A new soul being born in the midst of a world set in motion, does not perceive the evil that has been passed on to her day, and so identifies that evil to come from the metaphysical. But that soul too enjoys the earthly things (“the savor of a trifling good”), pursues them, and is disordered by them, and through free will passes on the evil. Notice how this part of the theology builds on the discussion of limited earthly goods from the previous canto. Marco goes on to discuss why then civil authority is needed—to curb the bad choices made by our free will.

Then coming out of the fog, which is also a symbol for the wrath that swallows up those in that vice, Virgil explains the nature of love on which the whole divine order is based on. First he explains how all things start from love:

'Neither Creator nor His creature, my dear son,
was ever without love, whether natural
or of the mind,' he began, 'and this you know. (XVII. 91-93)

So it starts with perfect love from the Creator (the natural love), and we humans take that natural love and have to filter it through our minds. I think that’s what Dante is saying, though I admit it’s rather complicated and it’s possible I distorted the meaning. But let’s go with that. Virgil continues.

'The natural is always without error,
but the other may err in its chosen goal
or through excessive or deficient vigor.

While it is directed to the primal good,
knowing moderation in its lesser goals,
it cannot be the cause of wrongful pleasure.

'But when it bends to evil, or pursues the good
with more or less concern than needed,
then the creature works against his Maker. (XVII. 94-102)

So through the mind, man can either work toward the primal good with proper love or distort that love in opposition to the Divine in several ways. Notice how here Dante is building upon the last canto’s discussion of free will. I can’t say this enough, everything in the Divine Comedy is perfectly integrated and crafted. Virgil explains then as I outlined in the summary of this canto, how this disordering can be a result of loving an improper thing, not loving enough of good things, or loving proper things in a distorted way. I think you can see that without me spelling it out.

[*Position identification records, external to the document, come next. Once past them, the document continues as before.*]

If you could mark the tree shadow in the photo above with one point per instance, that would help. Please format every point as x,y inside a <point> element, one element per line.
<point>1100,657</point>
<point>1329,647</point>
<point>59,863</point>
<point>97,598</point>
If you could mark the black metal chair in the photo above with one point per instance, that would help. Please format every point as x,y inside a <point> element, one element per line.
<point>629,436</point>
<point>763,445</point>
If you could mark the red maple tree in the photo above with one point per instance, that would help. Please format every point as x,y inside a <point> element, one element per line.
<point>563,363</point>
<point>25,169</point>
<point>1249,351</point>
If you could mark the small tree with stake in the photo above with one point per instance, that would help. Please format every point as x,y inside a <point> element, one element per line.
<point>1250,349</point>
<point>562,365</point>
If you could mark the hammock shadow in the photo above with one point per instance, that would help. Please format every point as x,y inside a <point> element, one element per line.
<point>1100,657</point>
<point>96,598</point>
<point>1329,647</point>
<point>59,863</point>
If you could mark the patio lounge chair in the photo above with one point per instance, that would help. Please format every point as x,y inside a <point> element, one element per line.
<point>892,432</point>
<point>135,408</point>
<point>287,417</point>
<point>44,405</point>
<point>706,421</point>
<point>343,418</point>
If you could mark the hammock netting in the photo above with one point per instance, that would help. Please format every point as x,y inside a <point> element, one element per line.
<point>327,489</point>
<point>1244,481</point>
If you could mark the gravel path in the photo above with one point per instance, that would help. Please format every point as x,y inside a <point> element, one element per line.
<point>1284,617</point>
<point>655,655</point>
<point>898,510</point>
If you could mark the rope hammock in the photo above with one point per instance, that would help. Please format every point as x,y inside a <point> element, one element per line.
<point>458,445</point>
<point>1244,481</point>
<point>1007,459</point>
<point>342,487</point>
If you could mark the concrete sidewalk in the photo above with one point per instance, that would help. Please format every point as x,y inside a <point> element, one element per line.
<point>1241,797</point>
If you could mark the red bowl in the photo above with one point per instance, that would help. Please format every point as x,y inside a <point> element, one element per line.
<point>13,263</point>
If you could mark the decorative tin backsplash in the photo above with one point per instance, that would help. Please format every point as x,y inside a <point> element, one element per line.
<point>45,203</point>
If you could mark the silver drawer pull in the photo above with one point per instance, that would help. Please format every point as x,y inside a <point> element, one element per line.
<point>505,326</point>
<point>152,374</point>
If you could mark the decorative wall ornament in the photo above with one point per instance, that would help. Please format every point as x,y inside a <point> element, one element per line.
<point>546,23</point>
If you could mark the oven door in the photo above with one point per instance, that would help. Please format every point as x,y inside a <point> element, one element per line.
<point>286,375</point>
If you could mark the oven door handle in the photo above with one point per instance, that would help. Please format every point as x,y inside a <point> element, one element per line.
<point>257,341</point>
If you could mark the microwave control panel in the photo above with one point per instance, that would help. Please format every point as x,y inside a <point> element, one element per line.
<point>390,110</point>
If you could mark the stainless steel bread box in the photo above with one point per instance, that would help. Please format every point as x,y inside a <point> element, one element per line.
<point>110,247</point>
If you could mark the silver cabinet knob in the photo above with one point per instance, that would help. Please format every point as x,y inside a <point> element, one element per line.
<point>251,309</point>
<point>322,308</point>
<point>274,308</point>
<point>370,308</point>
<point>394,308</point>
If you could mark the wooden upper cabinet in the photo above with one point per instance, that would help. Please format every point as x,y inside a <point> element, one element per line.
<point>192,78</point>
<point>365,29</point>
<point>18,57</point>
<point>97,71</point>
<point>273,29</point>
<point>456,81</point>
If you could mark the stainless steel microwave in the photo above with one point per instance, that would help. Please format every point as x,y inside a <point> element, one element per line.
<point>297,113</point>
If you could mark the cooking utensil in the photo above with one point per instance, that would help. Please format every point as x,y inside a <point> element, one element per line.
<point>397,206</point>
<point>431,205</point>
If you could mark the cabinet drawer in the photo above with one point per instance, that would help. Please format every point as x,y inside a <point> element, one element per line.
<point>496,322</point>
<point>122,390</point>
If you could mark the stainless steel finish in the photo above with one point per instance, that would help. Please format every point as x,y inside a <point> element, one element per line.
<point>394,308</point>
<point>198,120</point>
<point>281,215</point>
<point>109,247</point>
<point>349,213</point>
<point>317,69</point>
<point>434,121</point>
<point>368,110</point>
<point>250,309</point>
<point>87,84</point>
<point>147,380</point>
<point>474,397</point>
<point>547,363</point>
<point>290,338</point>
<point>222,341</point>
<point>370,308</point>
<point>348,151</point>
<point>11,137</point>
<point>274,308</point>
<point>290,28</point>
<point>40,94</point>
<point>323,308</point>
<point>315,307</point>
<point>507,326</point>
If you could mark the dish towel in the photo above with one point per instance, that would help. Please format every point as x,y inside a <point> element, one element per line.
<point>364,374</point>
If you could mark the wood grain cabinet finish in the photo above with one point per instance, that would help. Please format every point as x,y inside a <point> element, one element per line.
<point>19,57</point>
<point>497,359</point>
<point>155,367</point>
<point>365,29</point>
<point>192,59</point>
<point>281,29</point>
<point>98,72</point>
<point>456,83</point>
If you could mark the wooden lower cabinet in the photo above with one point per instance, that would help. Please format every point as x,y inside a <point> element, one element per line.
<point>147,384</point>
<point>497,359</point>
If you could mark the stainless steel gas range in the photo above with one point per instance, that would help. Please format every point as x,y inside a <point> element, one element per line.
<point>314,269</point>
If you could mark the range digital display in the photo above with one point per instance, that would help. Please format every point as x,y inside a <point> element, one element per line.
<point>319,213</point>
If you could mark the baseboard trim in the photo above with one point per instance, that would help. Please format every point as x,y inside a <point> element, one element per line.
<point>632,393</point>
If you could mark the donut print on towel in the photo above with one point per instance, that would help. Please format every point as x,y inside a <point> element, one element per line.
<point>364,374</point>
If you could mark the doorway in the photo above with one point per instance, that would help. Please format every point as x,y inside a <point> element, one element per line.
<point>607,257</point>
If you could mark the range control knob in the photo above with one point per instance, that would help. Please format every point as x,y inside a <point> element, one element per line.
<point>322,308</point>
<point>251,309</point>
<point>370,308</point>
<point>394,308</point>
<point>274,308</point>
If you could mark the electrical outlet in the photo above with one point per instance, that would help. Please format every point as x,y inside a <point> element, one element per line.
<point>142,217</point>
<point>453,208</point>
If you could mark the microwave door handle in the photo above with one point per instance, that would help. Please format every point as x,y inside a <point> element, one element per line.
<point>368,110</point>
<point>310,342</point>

But what’s important here is how these theological dissertations capture the nature of all that is physical and metaphysical. Dante through his Christian understanding of the world has envisioned the totality of man and the universe. Limited goods shape our earthly life; divine goods orient us toward God; free will requires curbing of our appetites through civil and theocratic authority; the use of our free will through our mental activity shapes our souls in either positive or negative ways. And the way our souls are shaped leads to the structure of our afterlife. Both purgatory and hell are shaped by the way we distort God’s natural love. The sins shape the structure of hell in a descent, and shape the structure of purgatory in an ascent. The difference is that those in hell have permanently distorted—twisted is a good way to think of it—their souls. In purgatory, through repentance the process is to return to the soul you were meant to have, to untwist it into normalcy.

The entire Divine Comedy is shaped by the theological underpinnings. I find how Dante mirrors the intellectual underpinnings of his world view into this beautifully constructed epic to be of the utmost artistry. I have said this is the greatest work in all of literature. I hope I was able here to explain why.